If you haven’t already updated you can download Chrome 21 from Google. Existing users may need to restart their browser for any updates to apply.
At the moment the Flash Player improvements are only available to Windows users, but the change does apply to the entire Windows spectrum, covering everything from Windows XP (where Chrome is the only option if you want to keep Flash sandboxed) to the coming Windows 8.
As Chrome Software Engineer Justin Schuh writes on the Chromium blog, “Windows Flash is now inside a sandbox that’s as strong as Chrome’s native sandbox, and dramatically more robust than anything else available.”
The Flash update sees Chrome dropping the older Netscape Plugin API — which browsers have long relied on for plugin security — in favor of Google’s own Pepper Plugin API (PPAPI).
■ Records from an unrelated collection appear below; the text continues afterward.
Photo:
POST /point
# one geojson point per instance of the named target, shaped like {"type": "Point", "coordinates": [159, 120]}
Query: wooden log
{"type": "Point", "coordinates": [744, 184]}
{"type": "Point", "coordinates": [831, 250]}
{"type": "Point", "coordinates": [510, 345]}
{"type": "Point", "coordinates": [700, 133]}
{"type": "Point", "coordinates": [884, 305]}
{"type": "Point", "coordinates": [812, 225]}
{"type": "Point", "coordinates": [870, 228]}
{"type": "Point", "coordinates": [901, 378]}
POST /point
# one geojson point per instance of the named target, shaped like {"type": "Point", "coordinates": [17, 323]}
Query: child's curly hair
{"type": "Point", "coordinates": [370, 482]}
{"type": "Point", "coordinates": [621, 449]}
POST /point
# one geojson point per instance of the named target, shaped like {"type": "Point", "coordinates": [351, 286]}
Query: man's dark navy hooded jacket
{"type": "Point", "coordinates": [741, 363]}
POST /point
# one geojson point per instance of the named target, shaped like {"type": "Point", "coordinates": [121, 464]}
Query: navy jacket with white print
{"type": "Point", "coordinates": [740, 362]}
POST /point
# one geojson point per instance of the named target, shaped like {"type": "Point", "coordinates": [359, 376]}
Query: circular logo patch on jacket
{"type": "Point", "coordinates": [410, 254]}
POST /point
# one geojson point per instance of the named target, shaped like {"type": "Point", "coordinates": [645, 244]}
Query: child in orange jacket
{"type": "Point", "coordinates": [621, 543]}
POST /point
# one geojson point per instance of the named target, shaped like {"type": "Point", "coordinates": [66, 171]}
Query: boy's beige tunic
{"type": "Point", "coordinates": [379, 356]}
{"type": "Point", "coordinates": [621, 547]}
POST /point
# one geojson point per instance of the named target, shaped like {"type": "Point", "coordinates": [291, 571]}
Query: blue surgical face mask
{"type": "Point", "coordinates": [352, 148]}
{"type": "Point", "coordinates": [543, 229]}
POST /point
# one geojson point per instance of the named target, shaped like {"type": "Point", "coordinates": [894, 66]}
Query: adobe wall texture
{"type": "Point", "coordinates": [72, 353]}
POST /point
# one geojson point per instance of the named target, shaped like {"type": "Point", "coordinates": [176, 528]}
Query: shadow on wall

Since PPAPI has a tighter sandbox it makes it harder to exploit Flash, but Schuh says the new architecture will make Flash more stable as well. “By eliminating the complexity and legacy code associated with NPAPI, we’ve reduced Flash crashes by about 20%.”
There are also performance gains since the PPAPI offloads some of the display work to your PC’s GPU, which makes for faster rendering and smooth scrolling. The new Pepper API also means Flash will work in Windows 8′s don’t-call-it-Metro mode.
Google says that it’s working on bring the same Pepper-based sandboxing to Chrome for Mac OS X and hopes to “ship it soon” (Linux users have enjoyed PPAPI-based Flash Player since Chrome 20).